Msimanga still hopeful for DA national leadership position

Newly elected Tshwane mayor Solly Msimanga says he knows all about hardship because he grew up in the bleak streets of one of Pretoria’s oldest townships.
Tshwane mayor Solly Msimanga. (Delwyn Versamy/M&G)

Tshwane mayor Solly Msimanga says he believes he has done all he can to persuade Democratic Alliance (DA) members to elect him as the party’s federal chairperson and will be disappointed if he doesn’t bag the position.

Msimanga however has said he did not join the DA for positions and will continue active participation in whatever capacity he can, even if he does not make it to national leadership.

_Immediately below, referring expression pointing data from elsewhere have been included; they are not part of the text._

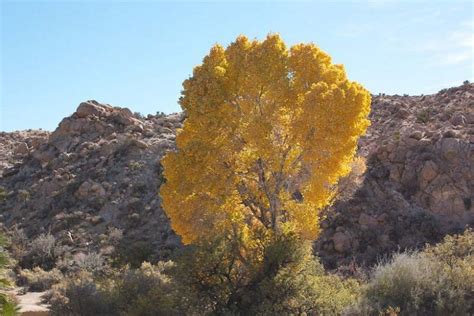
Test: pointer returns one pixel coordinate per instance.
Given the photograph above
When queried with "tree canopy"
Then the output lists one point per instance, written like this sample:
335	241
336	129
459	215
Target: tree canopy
269	131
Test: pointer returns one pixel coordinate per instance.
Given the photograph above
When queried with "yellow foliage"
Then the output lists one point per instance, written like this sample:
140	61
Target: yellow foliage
268	133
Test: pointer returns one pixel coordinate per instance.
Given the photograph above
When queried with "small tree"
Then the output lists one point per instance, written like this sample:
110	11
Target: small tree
268	133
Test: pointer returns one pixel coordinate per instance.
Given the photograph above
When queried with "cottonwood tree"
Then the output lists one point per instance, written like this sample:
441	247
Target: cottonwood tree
268	133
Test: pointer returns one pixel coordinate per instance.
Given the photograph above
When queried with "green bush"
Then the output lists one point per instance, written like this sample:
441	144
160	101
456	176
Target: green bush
8	306
37	280
215	279
143	291
437	281
43	251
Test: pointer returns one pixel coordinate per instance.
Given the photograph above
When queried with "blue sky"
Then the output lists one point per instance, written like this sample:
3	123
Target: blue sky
136	54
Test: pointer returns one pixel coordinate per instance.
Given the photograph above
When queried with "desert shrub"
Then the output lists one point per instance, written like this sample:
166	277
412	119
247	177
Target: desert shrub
143	291
437	281
38	280
133	253
8	306
288	280
43	251
91	262
78	295
3	194
19	243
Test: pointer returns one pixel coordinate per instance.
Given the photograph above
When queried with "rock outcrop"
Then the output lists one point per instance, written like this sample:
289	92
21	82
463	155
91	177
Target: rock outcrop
419	182
100	170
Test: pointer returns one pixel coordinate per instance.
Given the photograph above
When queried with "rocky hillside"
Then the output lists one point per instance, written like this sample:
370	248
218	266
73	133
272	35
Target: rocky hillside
100	171
97	172
419	181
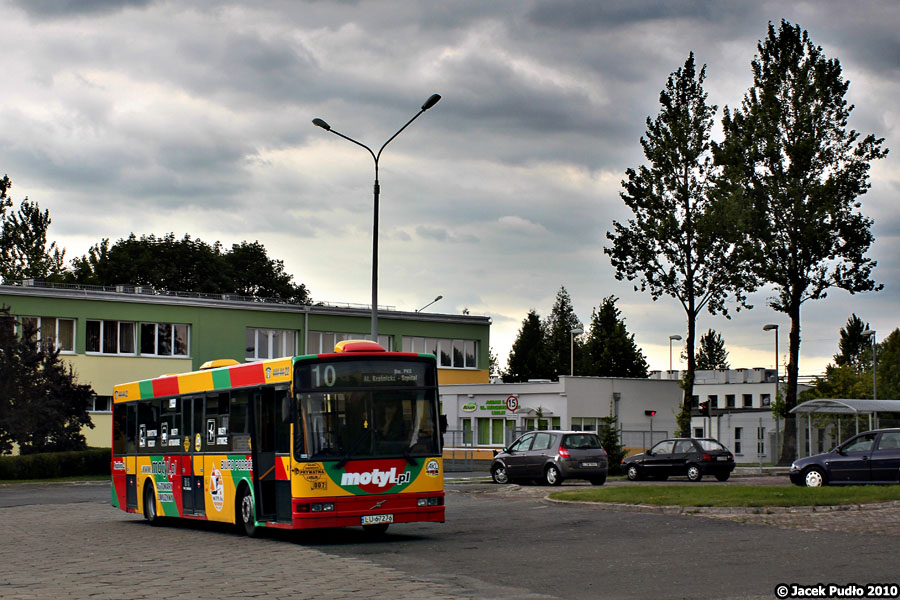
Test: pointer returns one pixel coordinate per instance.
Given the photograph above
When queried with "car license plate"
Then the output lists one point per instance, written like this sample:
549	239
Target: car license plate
375	519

“I will be disappointed if I don’t come in obviously, but I don’t think that takes away from what I’m pushing or what I want to do. It just that it means I won’t have the platform I can use to have a bigger influence. But it doesn’t mean that I leave the party or I go into sunset,” he told the Mail & Guardian.

“I’ve done what I could have done. The team has done exceptionally well and we leave it now to the delegates.”

Msimanga is contesting the position against current federal chair and Nelson Mandela Bay mayor Athol Trollip.

On Sunday morning, thousands of delegates attending the party’s federal congress cast their votes for their preferred leadership collective, which is expected to be announced later this afternoon.

Federal leader Mmusi Maimane as well as federal council chairperson James Selfe are both expected to be elected unopposed.

Earlier in the day, congress rejected a proposed constitutional amendment to include a new position for a deputy leader, who will split the workload with Maimane.

The proposal roused intense debate with those opposing it raising fears that it would create two centres of power and encourage the notion a deputy is automatically entitled to succeed the leader.

Those who pushed it however, including Gauteng legislature members Makashule Gana and Khume Ramulifho, argued the party already has deputy leaders at provincial level, which has not posed problems thus far.

While the proposal has been rejected, the leaders also proposed that the workload among the national leadership be evenly distributed to ensure leaders have their status and presence elevated in order to guard against the DA being a one-man show.